On 11/14/12 7:11 AM, Alex Rønne Petersen wrote:
> On 14-11-2012 15:32, Andrei Alexandrescu wrote:
>> On 11/14/12 4:23 AM, David Nadlinger wrote:
>>> On Wednesday, 14 November 2012 at 00:04:56 UTC, deadalnix wrote:
>>>> That is what java's volatile do. It have several uses cases, including
>>>> valid double check locking (It has to be noted that this idiom is used
>>>> incorrectly in druntime ATM, which proves both its usefullness and
>>>> that it require language support) and disruptor which I wanted to
>>>> implement for message passing in D but couldn't because of lack of
>>>> support at the time.
>>>
>>> What stops you from using core.atomic.{atomicLoad, atomicStore}? I don't
>>> know whether there might be a weird spec loophole which could
>>> theoretically lead to them being undefined behavior, but I'm sure that
>>> they are guaranteed to produce the right code on all relevant compilers.
>>> You can even specify the memory order semantics if you know what you are
>>> doing (although this used to trigger a template resolution bug in the
>>> frontend, no idea if it works now).
>>>
>>> David
>>
>> This is a simplification of what should be going on. The
>> core.atomic.{atomicLoad, atomicStore} functions must be intrinsics so
>> the compiler generate sequentially consistent code with them (i.e. not
>> perform certain reorderings). Then there are loads and stores with
>> weaker consistency semantics (acquire, release, acquire/release, and
>> consume).
>>
>> Andrei
>
> They already work as they should:
>
> * DMD: They use inline asm, so they're guaranteed to not be reordered.
> Calls aren't reordered with DMD either, so even if the former wasn't the
> case, it'd still work.
> * GDC: They map directly to the GCC __sync_* builtins, which have the
> semantics you describe (with full sequential consistency).
> * LDC: They map to LLVM's load/store instructions with the atomic flag
> set and with the given atomic consistency, which have the semantics you
> describe.
>
> I don't think there's anything that actually needs to be fixed there.

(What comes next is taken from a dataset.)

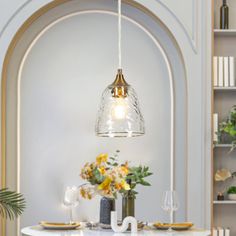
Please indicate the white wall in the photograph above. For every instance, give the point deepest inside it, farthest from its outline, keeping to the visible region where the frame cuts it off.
(191, 44)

The language definition should be made clear so as future optimizations of existing implementations, and future implementations, don't push things over the limit.

Andrei

On 11/14/12 7:14 AM, Jacob Carlborg wrote:
> On 2012-11-14 15:33, Andrei Alexandrescu wrote:
>
>> Actually this hypothesis is false.
>
> That we should remove it or that it's not working/nobody understands
> what it should do? If it's the latter then this thread is the evidence
> that my hypothesis is true.

The hypothesis that atomic primitives can be implemented as a library.

Andrei

On 11/14/12 7:16 AM, Jacob Carlborg wrote:
> On 2012-11-14 15:22, Andrei Alexandrescu wrote:
>
>> It's not an advantage, it's a necessity.
>
> Walter seems to indicate that there is no technical reason for "shared"
> to be part of the language.

Walter is a self-confessed dilettante in threading. To be frank I hope he asks more and answers less in this thread.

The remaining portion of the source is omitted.